Chromosomal level assembly and population sequencing of the Chinese tree shrew genome

  • 摘要: 树鼩(Tupaia belangeri chinensis)是一种与灵长类亲缘关系较近的小型哺乳动物,作为实验动物研究引起了广泛的关注。对树鼩基因组高精度的测序及组装,对全面获取遗传特性和了解其生物学特征很有必要。在本研究中,我们使用单分子实时测序技术(Single molecular real-time,SMRT)以及高通量染色质构象捕获技术(High-throughput chromosome conformation capture,Hi-C),完成了新版树鼩基因组(KIZ version 2: TS_2.0)测序,获得高质量染色体水平的参考基因组。新版基因组解决了现存树鼩基因组中存在的问题,并能更加准确地识别基因组上复杂的重复序列、基因结构及物种特异性基因组结构变异。
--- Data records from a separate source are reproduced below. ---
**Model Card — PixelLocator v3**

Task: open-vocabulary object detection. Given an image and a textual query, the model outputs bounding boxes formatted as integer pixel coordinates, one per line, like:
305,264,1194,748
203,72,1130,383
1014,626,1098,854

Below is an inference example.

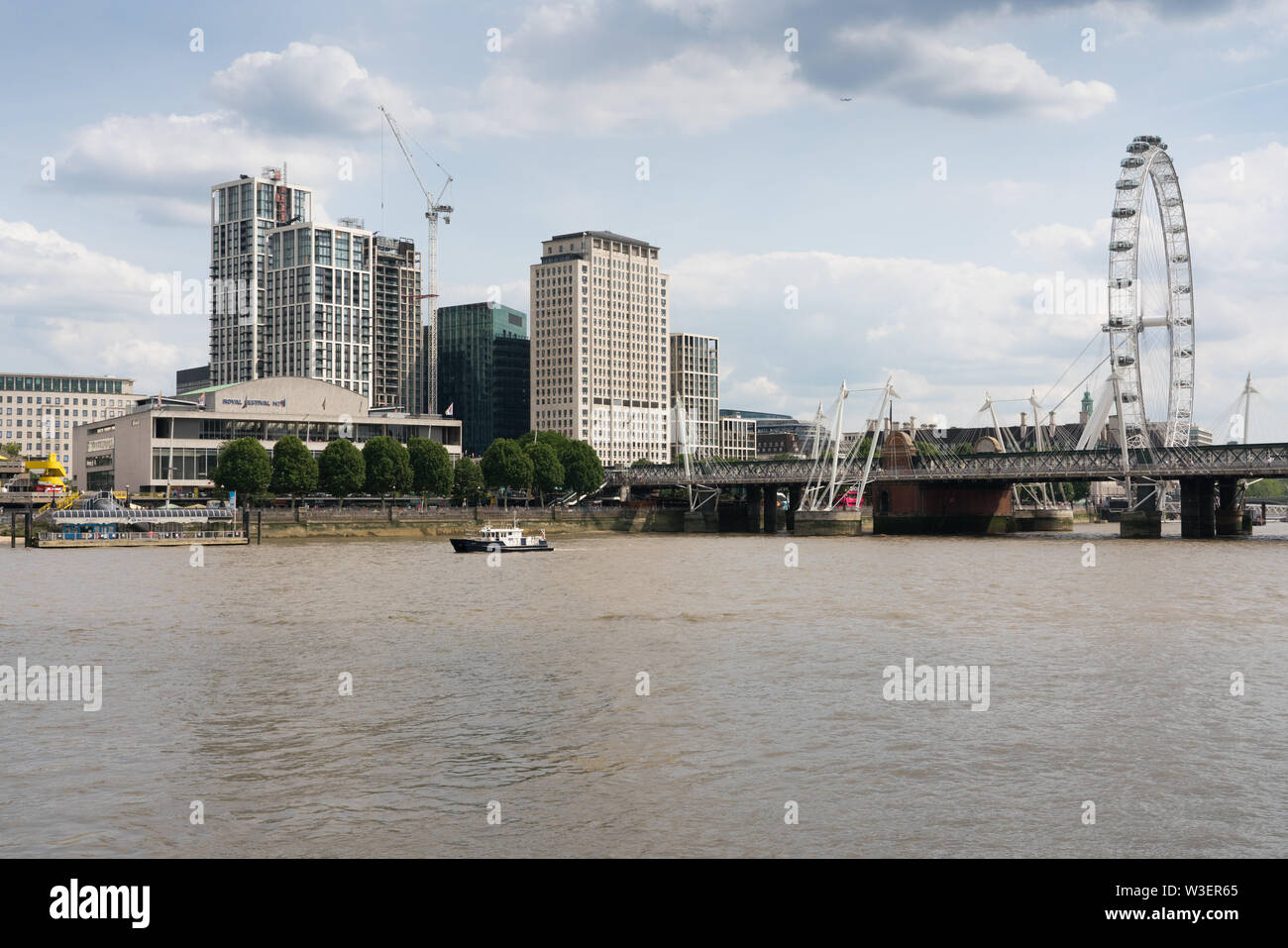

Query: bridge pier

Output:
761,484,778,533
1180,477,1216,540
783,484,805,533
1216,477,1252,537
747,484,763,533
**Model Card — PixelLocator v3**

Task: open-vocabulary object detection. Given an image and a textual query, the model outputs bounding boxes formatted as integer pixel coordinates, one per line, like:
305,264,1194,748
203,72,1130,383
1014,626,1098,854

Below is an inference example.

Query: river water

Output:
0,524,1288,857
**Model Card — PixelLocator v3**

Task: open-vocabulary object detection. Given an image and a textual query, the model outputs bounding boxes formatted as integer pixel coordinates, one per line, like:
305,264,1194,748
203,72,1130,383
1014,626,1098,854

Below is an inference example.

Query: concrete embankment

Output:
250,507,686,542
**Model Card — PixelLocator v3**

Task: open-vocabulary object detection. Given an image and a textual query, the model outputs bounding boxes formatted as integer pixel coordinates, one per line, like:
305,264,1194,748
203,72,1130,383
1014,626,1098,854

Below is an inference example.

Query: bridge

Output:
606,445,1288,488
606,438,1288,539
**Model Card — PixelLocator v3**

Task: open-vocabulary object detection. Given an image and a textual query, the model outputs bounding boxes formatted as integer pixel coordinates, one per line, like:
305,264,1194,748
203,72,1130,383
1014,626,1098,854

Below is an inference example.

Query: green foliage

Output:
452,458,483,503
210,438,273,501
1243,477,1288,497
407,438,452,497
501,432,602,493
1056,480,1091,502
318,438,368,506
482,438,540,507
362,434,412,497
270,434,318,497
523,441,564,503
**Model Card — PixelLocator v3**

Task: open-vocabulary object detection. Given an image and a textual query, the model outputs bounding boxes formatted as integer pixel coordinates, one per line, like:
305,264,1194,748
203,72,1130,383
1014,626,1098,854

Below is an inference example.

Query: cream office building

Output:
529,231,671,467
71,377,461,493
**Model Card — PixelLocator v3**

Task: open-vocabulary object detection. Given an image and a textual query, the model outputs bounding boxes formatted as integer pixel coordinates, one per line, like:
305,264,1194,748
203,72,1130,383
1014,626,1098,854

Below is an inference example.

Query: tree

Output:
559,441,604,493
407,438,452,497
452,458,483,503
270,434,318,507
482,438,532,507
318,438,368,507
1243,477,1288,497
362,434,412,505
523,441,564,506
210,438,273,501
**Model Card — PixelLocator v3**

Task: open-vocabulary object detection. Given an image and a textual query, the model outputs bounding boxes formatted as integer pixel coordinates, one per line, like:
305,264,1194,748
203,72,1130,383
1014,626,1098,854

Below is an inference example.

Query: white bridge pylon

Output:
798,376,899,510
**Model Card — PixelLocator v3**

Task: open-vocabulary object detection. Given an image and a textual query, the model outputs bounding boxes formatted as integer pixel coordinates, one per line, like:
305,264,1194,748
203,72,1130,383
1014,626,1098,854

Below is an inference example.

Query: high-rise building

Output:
720,412,756,461
259,222,374,396
670,332,721,461
174,366,210,395
531,231,670,465
371,237,433,413
437,303,532,455
0,374,138,475
210,167,313,385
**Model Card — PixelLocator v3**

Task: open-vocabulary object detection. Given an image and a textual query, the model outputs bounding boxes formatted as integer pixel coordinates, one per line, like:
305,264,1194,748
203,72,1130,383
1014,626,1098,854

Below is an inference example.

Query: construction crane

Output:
380,106,454,409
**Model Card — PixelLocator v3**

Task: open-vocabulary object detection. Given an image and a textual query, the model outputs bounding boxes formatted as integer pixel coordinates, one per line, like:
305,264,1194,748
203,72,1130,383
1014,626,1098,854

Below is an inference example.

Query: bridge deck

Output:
606,445,1288,487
此外,我们对6只野生树鼩进行了全基因组重测序,获得基因组水平上约1280万个单核苷酸变异信息,其中主要组织相容性复合体(Major histocompatibility complex,MHC)及免疫球蛋白基因(Immunoglobulin)家族所在区域在基因组上具有较高的核苷酸多样性。基于上述数据,我们更新了树鼩基因组数据库(TreeshrewDB v2.0: http://www. treeshrewdb.org),发布了新版基因组的注释信息以及遗传变异数据。高质量的树鼩基因组及更新的树鼩基因组数据库将为树鼩应用于各个领域的研究提供相关基础。

     

    Abstract: Chinese tree shrews (Tupaia belangeri chinensis) have become an increasingly important experimental animal in biomedical research due to their close relationship to primates. An accurately sequenced and assembled genome is essential for understanding the genetic features and biology of this animal. In this study, we used long-read single-molecule sequencing and high-throughput chromosome conformation capture (Hi-C) technology to obtain a high-qualitychromosome-scale scaffolding of the Chinese tree shrew genome. The new reference genome (KIZ version 2: TS_2.0) resolved problems in presently available tree shrew genomes and enabled accurate identification of large and complex repeat regions, gene structures, and species-specific genomic structural variants. In addition, by sequencing the genomes of six Chinese tree shrew individuals, we produced a comprehensive map of 12.8 M single nucleotide polymorphisms and confirmed that the major histocompatibility complex (MHC) loci and immunoglobulin gene family exhibited high nucleotide diversity in the tree shrew genome. We updated the tree shrew genome database (TreeshrewDB v2.0: http://www.treeshrewdb.org) to include the genome annotation information and genetic variations. The new high-quality reference genome of the Chinese tree shrew and the updated TreeshrewDB will facilitate the use of this animal in many different fields of research.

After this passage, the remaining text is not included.